Today's note is full of so much praise for the luxury retailer that you'd almost think this was an upgrade. Joe Weisenthal at Business Insider provides this helpful summary:
- The company is in the sweet spot of leverage to the strengthening U.S. consumer.
- It's benefiting from the weak U.S. dollar.
- It's one of the few totally free floating stocks in the luxury sector, so there's also a scarcity value.
- On top of that, it's one of the best plays on Asian/luxury so that, too, makes it attractive to U.S. investors.
- But it trades at 22 times earnings, and at a 10% premium to its peers.
But this is just the way analysts tend to speak about the companies they cover. They almost never become frank about the risks facing a company until those risks have already been realized. They depend on access to company executives to formulate their views, and presenting too negative of a case on a stock risks that access.
So let's take a closer look at those bullet points.
- The company is in the sweet spot of leverage to the strengthening U.S. consumer. Do you believe the U.S. consumer is strengthening? Consumer confidence has been contracting lately. Home prices are declining. Unemployment remains persistently high. This spot that Tiffany is in might not be so sweet.
- It's benefiting from the weak U.S. dollar. Are you confident that Europe will be able to resolve its sovereign debt and banking crises soon? If not, how many Swiss and Australians do you think will buy Tiffany's jewelry.

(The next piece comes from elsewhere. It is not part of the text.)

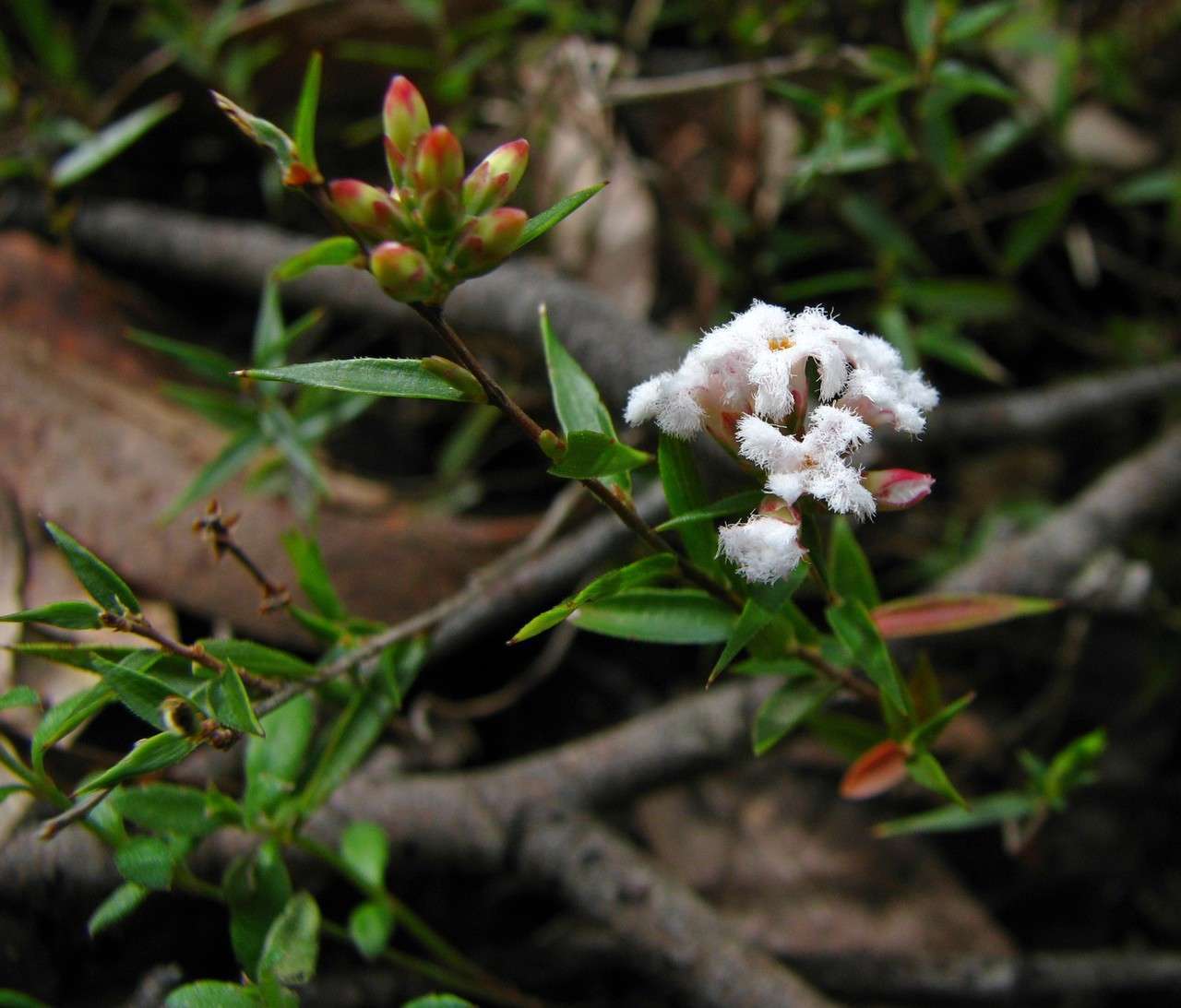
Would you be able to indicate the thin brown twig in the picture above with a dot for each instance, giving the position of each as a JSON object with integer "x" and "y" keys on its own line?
{"x": 219, "y": 531}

- It's one of the few totally free floating stocks in the luxury sector, so there's also a scarcity value. Translation: Lots of luxury brands are tightly controlled by large parent companies or family owners. So if you absolutely must buy luxury retail, you should buy Tiffany. Of course, there's no reason on earth why you or anyone else needs to buy shares of a luxury retailer.
- On top of that, it's one of the best plays on Asian/luxury so that, too, makes it attractive to U.S. investors. Japan is still reeling from the tsunami and its aftereffects. Banks are downgrading projections for Japan's economic performance. China's economy is highly leveraged and dependent on government-driven growth in construction and an inflationary export-driven monetary peg. The "best play" here might not turn out to be a winner.
In short, Tiffany may very well be a great company, with many advantages over other retailers. But if you fear economic softness in the second half of the year or 2012, some of these strong points appear to fall away.